The Brendan run is much like the Dan G run. The Bill and Andy run is fairly similar, but on average a little slower. So what is this run about and why do I bother sharing it as a workout of the week?
My main point in sharing this workout is to illustrate that my run training is not all geared towards running long and slow. No, I don’t do specific workouts, intervals or high speed, but I don’t just shuffle around at all day pace every day.
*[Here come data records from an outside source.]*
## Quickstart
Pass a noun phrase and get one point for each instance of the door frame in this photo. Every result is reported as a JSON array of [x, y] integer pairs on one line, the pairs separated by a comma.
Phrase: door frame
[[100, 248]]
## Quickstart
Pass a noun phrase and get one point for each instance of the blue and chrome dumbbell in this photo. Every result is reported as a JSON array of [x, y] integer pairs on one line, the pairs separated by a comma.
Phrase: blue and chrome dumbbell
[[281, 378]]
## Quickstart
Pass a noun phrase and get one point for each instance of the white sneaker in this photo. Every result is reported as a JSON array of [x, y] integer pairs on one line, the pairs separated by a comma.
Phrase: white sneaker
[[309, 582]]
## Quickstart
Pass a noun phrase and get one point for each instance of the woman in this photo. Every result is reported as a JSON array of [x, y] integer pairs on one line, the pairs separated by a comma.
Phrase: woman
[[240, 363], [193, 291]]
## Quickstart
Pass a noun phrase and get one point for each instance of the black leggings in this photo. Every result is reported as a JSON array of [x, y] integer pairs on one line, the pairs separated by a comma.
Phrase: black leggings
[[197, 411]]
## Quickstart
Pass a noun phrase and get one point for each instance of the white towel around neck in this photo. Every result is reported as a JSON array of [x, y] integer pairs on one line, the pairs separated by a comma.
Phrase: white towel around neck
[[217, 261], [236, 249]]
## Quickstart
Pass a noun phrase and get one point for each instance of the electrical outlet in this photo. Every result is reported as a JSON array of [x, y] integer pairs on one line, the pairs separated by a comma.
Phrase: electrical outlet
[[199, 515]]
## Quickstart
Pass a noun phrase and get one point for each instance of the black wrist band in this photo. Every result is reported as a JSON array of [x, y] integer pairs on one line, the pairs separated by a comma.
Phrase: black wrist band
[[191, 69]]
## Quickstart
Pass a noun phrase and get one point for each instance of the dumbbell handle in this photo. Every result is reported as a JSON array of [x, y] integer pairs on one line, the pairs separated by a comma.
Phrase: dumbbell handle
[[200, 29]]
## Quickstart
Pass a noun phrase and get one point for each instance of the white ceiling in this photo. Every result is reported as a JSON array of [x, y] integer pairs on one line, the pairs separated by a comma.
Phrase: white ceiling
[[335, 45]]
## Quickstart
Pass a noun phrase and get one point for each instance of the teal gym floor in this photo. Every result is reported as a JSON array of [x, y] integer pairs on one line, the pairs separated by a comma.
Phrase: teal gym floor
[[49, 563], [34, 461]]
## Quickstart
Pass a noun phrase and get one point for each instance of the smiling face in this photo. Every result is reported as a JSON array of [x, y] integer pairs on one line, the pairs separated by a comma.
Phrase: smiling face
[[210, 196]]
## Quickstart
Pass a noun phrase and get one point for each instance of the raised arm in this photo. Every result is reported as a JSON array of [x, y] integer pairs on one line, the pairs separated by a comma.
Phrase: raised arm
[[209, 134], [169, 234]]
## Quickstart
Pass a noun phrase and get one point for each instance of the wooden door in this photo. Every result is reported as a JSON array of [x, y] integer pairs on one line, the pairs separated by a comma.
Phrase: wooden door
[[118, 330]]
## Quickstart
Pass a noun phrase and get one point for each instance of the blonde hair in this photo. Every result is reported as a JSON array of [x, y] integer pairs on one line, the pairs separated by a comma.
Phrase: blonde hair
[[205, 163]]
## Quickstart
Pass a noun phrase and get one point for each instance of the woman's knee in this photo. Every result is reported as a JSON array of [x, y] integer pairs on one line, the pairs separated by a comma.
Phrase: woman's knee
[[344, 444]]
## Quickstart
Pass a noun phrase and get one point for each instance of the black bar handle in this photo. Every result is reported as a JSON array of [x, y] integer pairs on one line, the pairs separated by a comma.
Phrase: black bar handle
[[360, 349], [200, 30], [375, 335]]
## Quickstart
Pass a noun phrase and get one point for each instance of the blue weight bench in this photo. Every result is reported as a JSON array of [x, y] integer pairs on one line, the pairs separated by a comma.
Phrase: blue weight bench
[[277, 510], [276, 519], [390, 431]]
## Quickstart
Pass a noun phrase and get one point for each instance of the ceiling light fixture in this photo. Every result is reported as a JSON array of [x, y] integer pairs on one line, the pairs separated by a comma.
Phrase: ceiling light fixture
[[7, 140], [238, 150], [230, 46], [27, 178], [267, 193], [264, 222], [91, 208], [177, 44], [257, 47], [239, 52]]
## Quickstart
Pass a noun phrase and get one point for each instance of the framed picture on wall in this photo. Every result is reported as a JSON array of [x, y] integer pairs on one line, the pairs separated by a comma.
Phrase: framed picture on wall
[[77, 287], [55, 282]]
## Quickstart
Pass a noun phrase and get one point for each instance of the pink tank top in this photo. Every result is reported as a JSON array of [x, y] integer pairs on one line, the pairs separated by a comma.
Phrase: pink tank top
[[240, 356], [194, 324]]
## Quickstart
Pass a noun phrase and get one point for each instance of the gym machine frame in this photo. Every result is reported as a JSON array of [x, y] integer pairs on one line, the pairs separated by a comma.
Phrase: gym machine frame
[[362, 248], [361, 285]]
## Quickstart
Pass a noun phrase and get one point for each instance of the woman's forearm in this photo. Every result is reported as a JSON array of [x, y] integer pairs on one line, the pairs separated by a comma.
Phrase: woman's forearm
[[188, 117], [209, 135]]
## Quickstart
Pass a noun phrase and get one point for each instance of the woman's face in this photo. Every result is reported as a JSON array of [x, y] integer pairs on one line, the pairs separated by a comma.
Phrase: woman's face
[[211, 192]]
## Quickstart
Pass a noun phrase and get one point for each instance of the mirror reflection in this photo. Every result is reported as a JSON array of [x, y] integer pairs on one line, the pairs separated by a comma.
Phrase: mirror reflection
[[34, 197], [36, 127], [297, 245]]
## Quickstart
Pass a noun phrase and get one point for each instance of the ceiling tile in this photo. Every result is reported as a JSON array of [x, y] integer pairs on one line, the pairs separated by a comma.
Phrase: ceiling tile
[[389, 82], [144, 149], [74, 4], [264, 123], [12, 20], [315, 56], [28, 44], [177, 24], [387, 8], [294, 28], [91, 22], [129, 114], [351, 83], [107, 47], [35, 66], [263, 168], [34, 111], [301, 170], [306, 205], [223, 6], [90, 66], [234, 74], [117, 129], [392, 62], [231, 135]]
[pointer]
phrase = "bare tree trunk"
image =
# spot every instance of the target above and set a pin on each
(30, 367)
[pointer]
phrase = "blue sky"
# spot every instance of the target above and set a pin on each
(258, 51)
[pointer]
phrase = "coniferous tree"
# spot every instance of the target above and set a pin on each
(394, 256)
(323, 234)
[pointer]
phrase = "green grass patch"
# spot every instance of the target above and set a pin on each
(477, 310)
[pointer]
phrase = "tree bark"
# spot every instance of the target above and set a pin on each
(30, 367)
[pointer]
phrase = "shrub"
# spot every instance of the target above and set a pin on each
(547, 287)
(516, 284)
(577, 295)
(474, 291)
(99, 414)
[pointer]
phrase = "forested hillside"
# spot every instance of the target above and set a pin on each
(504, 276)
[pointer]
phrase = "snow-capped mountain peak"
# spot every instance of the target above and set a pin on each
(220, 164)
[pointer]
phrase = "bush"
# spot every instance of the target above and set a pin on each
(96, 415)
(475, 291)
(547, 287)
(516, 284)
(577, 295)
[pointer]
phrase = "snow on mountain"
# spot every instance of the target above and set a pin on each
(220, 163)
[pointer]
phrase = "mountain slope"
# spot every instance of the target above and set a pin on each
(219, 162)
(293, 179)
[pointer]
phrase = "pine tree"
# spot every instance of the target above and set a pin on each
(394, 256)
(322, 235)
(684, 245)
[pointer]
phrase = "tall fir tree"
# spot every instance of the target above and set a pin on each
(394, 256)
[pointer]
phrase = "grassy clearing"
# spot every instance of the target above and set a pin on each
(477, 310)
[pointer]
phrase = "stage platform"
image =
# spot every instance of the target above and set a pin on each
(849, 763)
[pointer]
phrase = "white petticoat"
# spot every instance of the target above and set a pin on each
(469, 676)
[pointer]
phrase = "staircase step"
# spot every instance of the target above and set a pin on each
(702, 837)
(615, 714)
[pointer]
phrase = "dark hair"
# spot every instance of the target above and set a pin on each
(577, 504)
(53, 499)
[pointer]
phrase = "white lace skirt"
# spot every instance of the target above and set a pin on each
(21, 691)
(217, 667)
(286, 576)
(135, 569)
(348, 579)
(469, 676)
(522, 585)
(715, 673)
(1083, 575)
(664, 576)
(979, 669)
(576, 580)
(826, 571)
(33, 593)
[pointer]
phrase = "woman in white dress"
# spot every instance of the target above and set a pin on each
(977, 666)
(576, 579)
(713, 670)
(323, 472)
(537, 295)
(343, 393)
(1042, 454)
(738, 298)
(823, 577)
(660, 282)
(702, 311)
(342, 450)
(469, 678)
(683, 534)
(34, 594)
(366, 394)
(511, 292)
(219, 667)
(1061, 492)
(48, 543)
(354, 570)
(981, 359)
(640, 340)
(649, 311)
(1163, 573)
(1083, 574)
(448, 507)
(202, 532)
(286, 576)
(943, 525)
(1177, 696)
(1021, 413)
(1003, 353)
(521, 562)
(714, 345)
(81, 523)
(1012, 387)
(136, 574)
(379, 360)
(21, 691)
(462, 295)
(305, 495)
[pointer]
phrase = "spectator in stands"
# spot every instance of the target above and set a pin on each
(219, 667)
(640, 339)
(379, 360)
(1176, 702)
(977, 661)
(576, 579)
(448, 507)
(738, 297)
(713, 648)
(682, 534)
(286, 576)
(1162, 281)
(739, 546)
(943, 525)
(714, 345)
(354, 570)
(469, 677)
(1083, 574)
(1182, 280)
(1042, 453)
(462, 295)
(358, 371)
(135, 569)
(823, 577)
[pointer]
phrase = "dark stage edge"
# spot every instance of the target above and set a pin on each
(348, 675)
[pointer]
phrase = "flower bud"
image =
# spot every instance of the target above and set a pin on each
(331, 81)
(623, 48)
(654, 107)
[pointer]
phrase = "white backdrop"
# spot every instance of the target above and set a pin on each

When I run solo, I tend to take it easy. In the very least, I push less hard, which is fine for those standard 55-75 minute logging the miles type runs that leave me fresh enough the next day to do something a little more taxing. Lately, these runs typically vary between 8-9 min mile pace. Slower if I have a stroller, but lately Remy hasn’t been into the stroller scene.
The way I motivate myself to move along more quickly is by running with others that go faster, particularly people who ARE faster than me. This is where Brendan (and Dan G) come into the picture. Brian S. is another great training partner for this purpose when he’s running more regularly. I’m a slower runner than all three of these guys, but not so much that it’s absurd.
As a result, I cruise along at their pace with occasional pleas to scale it back a touch if things exceed the peak effort level I want to hit that day. This kind of social support and peer pressure to perform drives me to run quicker. Typically, the pace hovers between 7:15-7:45, but sometimes faster.
Yesterday was a good one, where Brendan paced me to a 7:08 average for 7 miles. We kept up the conversation while we ran. It wasn’t super easy to talk – more like in phrases with breaks- but well below the gasping like a freight train effort. There is no way I would run anywhere this quickly on my own.
This is a great workout so long as I don’t make runs like this a majority of my training hours. I might do these types of runs a couple times a week. I am, after all, training for ultra distance trail runs. I’m also training for durability and strength. Pulling off this workout the day after a tough 3 hour 47 minute trail slog is good stuff.